Севастьян попробовал подняться, но Байрон громко зарычал, еще больше обнажив клыки.

– Ну и что ты здесь делаешь, Сева? – спросил Жуков.

Костюм на нем спортивный брендовый ну с очень зауженными брюками, умные часы, судейский свисток на веревочке, там же, как будто он физрук. Или тренер семейной команды? Привык, чтобы у него все двигалось по свистку. Еще секундомер осталось рядом повесить. Впрочем, у него имелись смарт-часы, чтобы расписывать жизнь по секундам.

– Ирину могут убить.

– Кто?

– Маньяк. Он убивает всех женщин, которых я знаю.

– Мстит?

– Мстит.

– А ты переживаешь за Иринку?

– Переживаю.

– Тогда застрелись. Не будет тебя, и мстить будет некому.

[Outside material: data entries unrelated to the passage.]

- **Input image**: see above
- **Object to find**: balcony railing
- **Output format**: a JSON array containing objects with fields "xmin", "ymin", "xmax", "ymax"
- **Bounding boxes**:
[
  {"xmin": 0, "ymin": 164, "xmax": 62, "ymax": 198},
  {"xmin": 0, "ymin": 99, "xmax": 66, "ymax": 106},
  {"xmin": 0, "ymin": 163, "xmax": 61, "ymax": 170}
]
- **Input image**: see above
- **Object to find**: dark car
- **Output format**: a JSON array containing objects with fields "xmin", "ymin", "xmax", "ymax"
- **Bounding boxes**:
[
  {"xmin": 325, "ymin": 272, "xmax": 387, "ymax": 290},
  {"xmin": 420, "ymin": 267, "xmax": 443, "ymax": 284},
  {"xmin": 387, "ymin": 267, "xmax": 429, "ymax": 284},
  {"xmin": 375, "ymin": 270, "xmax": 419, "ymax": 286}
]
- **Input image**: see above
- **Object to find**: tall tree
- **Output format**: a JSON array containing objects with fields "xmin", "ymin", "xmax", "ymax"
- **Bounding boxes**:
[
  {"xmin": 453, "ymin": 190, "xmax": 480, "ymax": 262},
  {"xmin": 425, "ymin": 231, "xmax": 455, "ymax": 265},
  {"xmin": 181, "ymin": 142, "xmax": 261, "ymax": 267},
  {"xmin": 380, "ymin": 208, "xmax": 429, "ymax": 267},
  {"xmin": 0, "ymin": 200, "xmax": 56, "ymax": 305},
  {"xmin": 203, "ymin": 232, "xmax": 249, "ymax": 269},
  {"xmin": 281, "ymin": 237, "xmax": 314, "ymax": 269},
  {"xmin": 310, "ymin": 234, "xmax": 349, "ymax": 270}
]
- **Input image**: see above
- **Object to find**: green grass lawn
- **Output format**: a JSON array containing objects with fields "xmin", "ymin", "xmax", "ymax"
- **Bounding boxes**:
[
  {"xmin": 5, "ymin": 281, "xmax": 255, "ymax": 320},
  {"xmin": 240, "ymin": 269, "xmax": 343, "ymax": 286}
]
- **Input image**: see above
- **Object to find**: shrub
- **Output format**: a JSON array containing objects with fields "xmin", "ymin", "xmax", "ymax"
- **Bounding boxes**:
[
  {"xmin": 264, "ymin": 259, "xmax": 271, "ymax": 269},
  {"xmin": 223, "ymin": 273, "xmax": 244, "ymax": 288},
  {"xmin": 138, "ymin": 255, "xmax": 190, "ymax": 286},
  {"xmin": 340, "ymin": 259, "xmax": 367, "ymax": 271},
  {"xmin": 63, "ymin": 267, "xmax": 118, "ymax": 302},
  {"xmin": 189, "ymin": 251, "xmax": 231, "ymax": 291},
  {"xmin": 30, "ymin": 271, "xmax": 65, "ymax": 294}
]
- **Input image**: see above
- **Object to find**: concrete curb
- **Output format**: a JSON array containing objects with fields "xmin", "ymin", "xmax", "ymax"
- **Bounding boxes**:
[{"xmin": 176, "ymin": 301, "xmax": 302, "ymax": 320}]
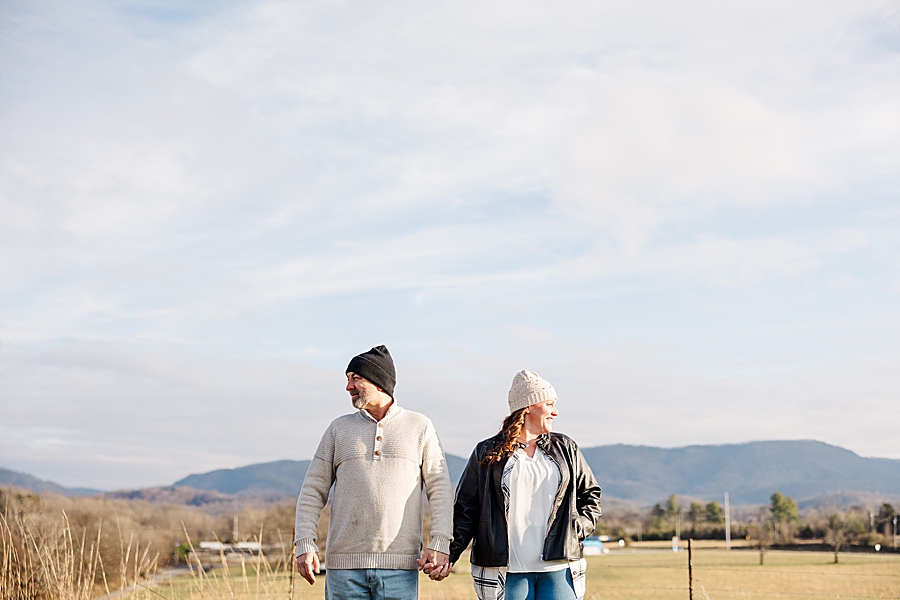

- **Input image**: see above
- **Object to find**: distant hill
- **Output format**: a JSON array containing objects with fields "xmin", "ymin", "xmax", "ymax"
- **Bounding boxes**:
[
  {"xmin": 168, "ymin": 440, "xmax": 900, "ymax": 505},
  {"xmin": 105, "ymin": 486, "xmax": 246, "ymax": 507},
  {"xmin": 7, "ymin": 440, "xmax": 899, "ymax": 507},
  {"xmin": 582, "ymin": 440, "xmax": 900, "ymax": 505},
  {"xmin": 0, "ymin": 468, "xmax": 101, "ymax": 497},
  {"xmin": 171, "ymin": 454, "xmax": 470, "ymax": 499},
  {"xmin": 795, "ymin": 490, "xmax": 897, "ymax": 511},
  {"xmin": 174, "ymin": 460, "xmax": 312, "ymax": 496},
  {"xmin": 444, "ymin": 453, "xmax": 468, "ymax": 483}
]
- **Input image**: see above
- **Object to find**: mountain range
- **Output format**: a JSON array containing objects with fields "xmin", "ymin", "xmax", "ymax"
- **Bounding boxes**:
[
  {"xmin": 0, "ymin": 467, "xmax": 101, "ymax": 497},
  {"xmin": 582, "ymin": 440, "xmax": 900, "ymax": 504},
  {"xmin": 4, "ymin": 440, "xmax": 899, "ymax": 506},
  {"xmin": 170, "ymin": 454, "xmax": 470, "ymax": 496}
]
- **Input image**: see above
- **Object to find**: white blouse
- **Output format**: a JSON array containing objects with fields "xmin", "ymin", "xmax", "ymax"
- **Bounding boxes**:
[{"xmin": 503, "ymin": 447, "xmax": 569, "ymax": 573}]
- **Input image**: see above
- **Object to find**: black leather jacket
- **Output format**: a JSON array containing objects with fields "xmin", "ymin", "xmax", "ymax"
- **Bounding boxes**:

– Откуда такая уверенность?

– Застрелишься?

Севастьян молча мотнул головой. Не готов он отвечать на глупые вопросы.

– Не мужик! – презрительно скривился Жуков.

Он ушел, а собака осталась. Севастьян снова попытался подняться с дивана, но Байрон сорвался с места, собираясь атаковать, однако остановился в шаге от него. Последнее предупреждение.

Положение спасла Ирина, принесла завтрак, творожную запеканку, кофе с горячими бутербродами. Она отогнала Байрона, закрыла за ним дверь.

– Что это все значит?

– А спать не надо было! – зыркнула на него Ирина.

– И что мне теперь делать?

– А я знаю?.. Сказал накормить тебя, приятного аппетита!..

– Он что, на Белом море отдыхал? Почему так быстро вернулся?

– Я не знаю. – Ирина глянула в окно, нет ли где поблизости мужа.

– Ты ему позвонила?

– А ты думал, я с тобой спать лягу?.. – фыркнула она. – Ты охранять меня должен, вот и охраняй! А в нашу личную жизнь не лезь!

– Больно нужно!

– Хочешь уехать – уезжай, мне все равно! – сказала Ирина, поворачиваясь к нему спиной.

Севастьян уже пил кофе, когда появился Жуков.

– Я звонил твоему следователю, там реальная печаль, – сказал он, усаживаясь за стол. – Твоих баб убивают… Только Иринка не твоя баба.

– Ну так повесь баннер, чтобы Харитонов это знал!

– Может, лучше в баньку? А то ты заваниваться стал… Давай без обид!

– Может, я лучше домой, а ты сам тут?

– Сам не справлюсь.

– Из ЧОПа людей найми, деньги у тебя есть.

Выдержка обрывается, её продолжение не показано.